Courtesy of Kelly Sikkema via Unsplash

In a March 29 blog post, OpenAI revealed their AI voice cloner. It’s called Voice Engine, and it can recite a text input in the voice of any person, given a 15-second audio sample. Voice Engine can generate original audio samples; the accent in the audio sample will appear as an accent in audio clips generated in any other language. OpenAI has exhibited AI-generated audio in English, Spanish, Mandarin, German, French, Japanese, Swahili, Sheng, and Portuguese.

Voice Engine can also generate unique human-sounding voices from scratch, without sample audio. Any voice created can be used across languages, enabling people who have always been nonverbal to choose a consistent voice for communication. Early applications have included this, but also human-sounding reading assistance, content translation, and giving a digital voice back to a person who lost their voice, using only a poor quality 15-second recording from a school project.

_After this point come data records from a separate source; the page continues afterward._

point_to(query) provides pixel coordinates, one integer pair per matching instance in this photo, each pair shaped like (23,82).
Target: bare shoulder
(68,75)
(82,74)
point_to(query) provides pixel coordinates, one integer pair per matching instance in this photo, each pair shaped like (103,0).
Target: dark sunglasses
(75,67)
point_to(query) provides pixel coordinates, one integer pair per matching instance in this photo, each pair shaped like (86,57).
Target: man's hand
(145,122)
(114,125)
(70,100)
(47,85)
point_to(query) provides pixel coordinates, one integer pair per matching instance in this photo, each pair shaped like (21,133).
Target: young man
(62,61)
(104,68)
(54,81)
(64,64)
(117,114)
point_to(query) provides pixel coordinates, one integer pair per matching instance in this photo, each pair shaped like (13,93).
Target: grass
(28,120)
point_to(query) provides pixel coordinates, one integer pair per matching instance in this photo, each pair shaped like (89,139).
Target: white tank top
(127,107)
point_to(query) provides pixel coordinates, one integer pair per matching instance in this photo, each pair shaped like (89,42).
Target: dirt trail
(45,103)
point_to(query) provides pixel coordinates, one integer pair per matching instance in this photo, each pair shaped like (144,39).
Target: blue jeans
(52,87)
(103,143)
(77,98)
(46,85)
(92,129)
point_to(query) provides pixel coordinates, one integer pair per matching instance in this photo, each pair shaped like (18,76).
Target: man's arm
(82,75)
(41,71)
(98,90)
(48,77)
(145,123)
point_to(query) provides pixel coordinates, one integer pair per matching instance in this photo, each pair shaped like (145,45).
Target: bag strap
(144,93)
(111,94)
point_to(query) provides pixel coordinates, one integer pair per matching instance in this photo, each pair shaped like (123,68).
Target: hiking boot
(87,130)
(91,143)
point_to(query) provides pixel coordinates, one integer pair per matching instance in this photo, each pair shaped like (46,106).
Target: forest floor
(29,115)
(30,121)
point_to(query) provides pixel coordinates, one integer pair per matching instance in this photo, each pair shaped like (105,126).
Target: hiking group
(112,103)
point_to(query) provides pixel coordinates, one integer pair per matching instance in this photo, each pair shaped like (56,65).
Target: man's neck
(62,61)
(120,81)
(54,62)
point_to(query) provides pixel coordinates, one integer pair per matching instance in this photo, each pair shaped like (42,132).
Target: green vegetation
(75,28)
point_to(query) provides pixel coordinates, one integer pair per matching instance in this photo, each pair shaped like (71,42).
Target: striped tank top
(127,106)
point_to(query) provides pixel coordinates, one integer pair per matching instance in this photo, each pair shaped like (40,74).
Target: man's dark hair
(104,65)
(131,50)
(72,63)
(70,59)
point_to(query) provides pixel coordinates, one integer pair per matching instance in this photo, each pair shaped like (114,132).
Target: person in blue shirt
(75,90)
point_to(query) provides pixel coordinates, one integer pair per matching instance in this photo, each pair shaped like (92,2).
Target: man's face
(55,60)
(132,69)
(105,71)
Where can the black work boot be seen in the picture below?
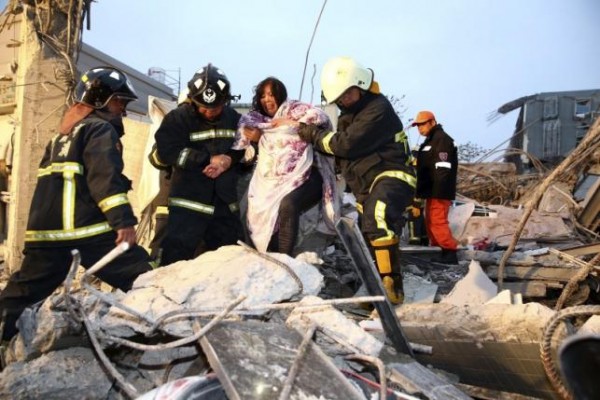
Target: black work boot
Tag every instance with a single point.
(446, 257)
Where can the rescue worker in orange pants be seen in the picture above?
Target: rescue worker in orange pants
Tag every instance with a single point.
(371, 149)
(437, 166)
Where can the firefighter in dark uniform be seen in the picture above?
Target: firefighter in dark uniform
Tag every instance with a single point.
(372, 151)
(437, 166)
(80, 200)
(195, 139)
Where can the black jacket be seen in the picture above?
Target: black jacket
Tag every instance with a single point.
(437, 165)
(369, 144)
(186, 141)
(81, 193)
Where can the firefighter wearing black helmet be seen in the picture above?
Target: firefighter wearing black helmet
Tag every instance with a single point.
(195, 139)
(80, 199)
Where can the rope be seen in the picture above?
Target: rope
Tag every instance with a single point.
(546, 345)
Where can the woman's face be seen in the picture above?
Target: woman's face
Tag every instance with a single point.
(268, 102)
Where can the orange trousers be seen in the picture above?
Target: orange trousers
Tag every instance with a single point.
(436, 222)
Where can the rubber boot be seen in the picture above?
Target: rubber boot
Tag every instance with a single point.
(387, 258)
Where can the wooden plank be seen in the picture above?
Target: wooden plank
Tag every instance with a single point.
(417, 379)
(527, 288)
(533, 273)
(252, 360)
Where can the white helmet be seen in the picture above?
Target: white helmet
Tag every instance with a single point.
(341, 73)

Voice Engine works by analyzing speech and text data simultaneously, an OpenAI product staff member told TechCrunch. This analysis requires diffusion and a transformer neural network, but it doesn’t necessitate creating a full speech model based on the audio sample.

OpenAI began developing Voice Engine in 2022, and it has already been powering its text-to-speech API, Chat GPT Voice, and Read Aloud. OpenAI has also tested Voice Engine with around 10 companies to minimize risk and maximize societal benefit.

OpenAI wasn’t the first to create and release an AI voice cloner. Voice cloning startup ElevenLabs was founded in 2022 and publicly launched a beta version of their service in January 2023. Many competitors are not far behind.

Having a realistic way to impersonate voices presents obvious risks. In fact, malpractice has already happened. Most prominently, back in January, a Democratic operative sent several robocall phone messages using an AI-generated Joe Biden voice. The message told New Hampshire residents not to vote in the primary. The individual behind the call admitted he used an AI-generated Biden voice without authorization, but said he did it to spotlight the risks of generative AI and promote measures to mitigate these risks. The New Hampshire Attorney General’s Office is investigating what could be a violation of state voter suppression law, and the perpetrator said he may face jail time — but he says he won’t apologize for what he calls an act of civil disobedience.

In OpenAI’s current Voice Engine roll-out to a few limited partners, partners must label all recordings as AI-generated, and OpenAI subtly watermarks these recordings. OpenAI proposes engineering a system ensuring the approval of people whose voices are being cloned by AI, placing an automatic block on cloning famous people’s voices, and ending voice-based authentication. “We hope to start a dialogue on the responsible deployment of synthetic voices, and how society can adapt to these new capabilities,” OpenAI says in their blog post. “Based on these conversations and the results of these small-scale tests, we will make a more informed decision about whether and how to deploy this technology at scale.”